Florida Product Approval (FPA)
The state-wide system, administered by the Florida Department of Business and Professional Regulation. Every product certified for installation anywhere in Florida outside of Miami-Dade and Broward counties carries an FPA number, typically in the format "FL-####" or "FL-#####".
You can look up any product's FPA at the state portal (floridabuilding.org). The lookup will tell you the wind speed rating, the eligible installation zones, the manufacturer, and the approved attachment methods.
Miami-Dade NOA (Notice of Acceptance)
A separate system, administered by Miami-Dade County, for products installed in the HVHZ — Miami-Dade and Broward counties. The NOA represents a more rigorous test protocol than FPA, with stricter wind, water, and impact criteria.
NOAs are numbered (e.g., "NOA 19-0814.02") and are looked up at the Miami-Dade Building Code portal.
A product can have FPA and not NOA. It cannot have NOA without also satisfying the broader Florida tests. Within the HVHZ, only NOA-approved products may be installed.
Why this matters for your roof
If your home is in the HVHZ, your roofer must be installing products with current NOAs. An expired NOA cannot be used; expired-NOA products on a roof can void warranty and can complicate insurance claims.
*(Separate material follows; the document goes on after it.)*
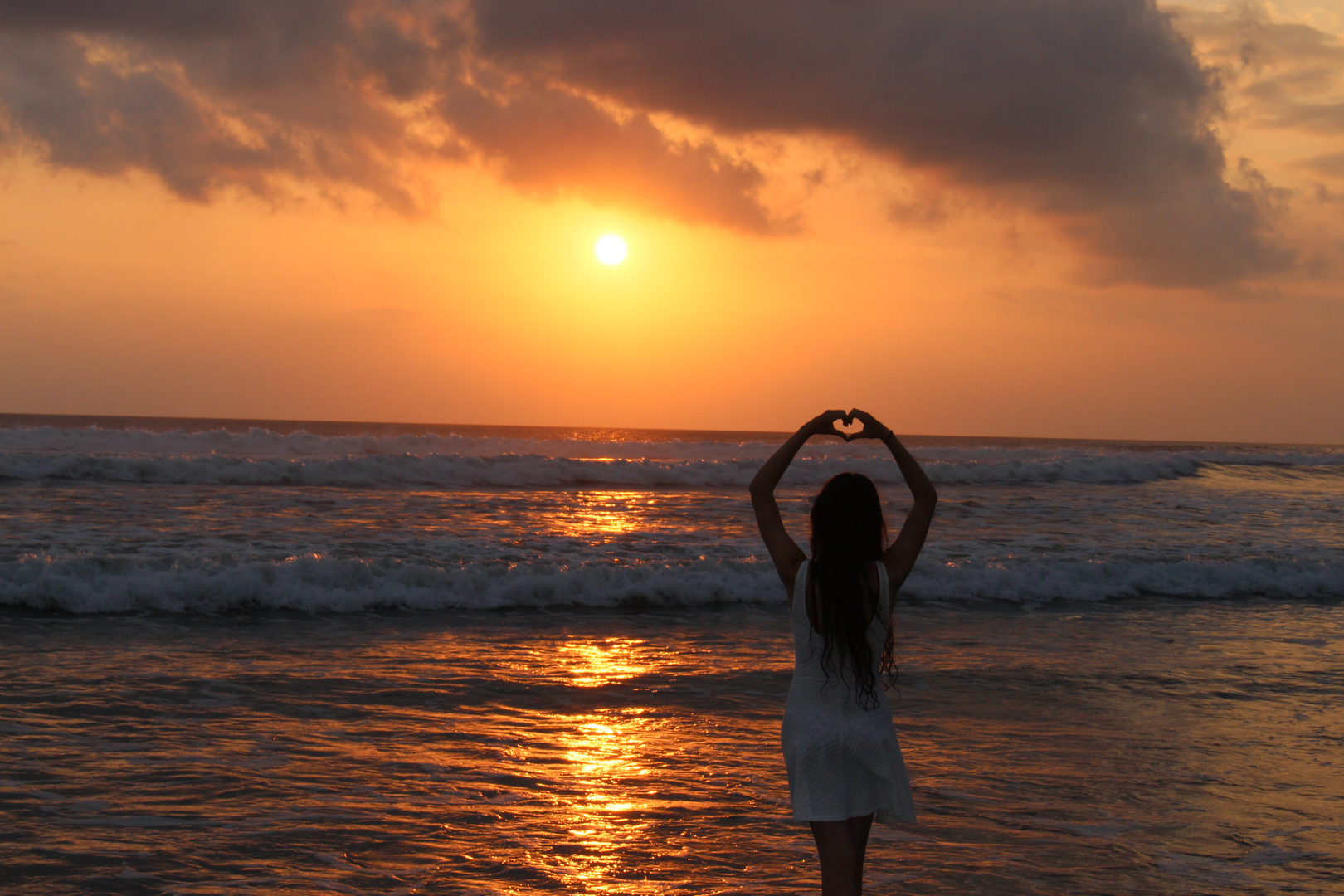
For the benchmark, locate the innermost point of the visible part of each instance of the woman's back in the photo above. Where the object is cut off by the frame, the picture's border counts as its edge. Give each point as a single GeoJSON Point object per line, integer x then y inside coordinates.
{"type": "Point", "coordinates": [808, 642]}
{"type": "Point", "coordinates": [841, 751]}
If your home is anywhere else in Florida, FPA-approved products are sufficient. NOA-approved products are also acceptable (they exceed the requirement) but typically cost more.
What to ask your contractor
Three documents should appear in your closeout package:
- The FPA or NOA number for each major component: tile, underlayment, fasteners, ridge venting.
- The current approval status at the time of installation. (Some products carry continuously renewed approvals; others lapse.)
- The attachment table referenced in the approval document — the specific spacing and pattern.
If your contractor cannot produce these on request, that is a flag.
A note on substitutions
Substitutions are common in roofing — the underlayment specified at contract is sometimes unavailable at delivery, and a contractor will substitute "an equivalent product." The substitute must carry its own current approval, ideally with the same wind speed rating and the same attachment requirements. We list substitution standards in writing for every contract because the field substitution is where compliance breakages most often occur.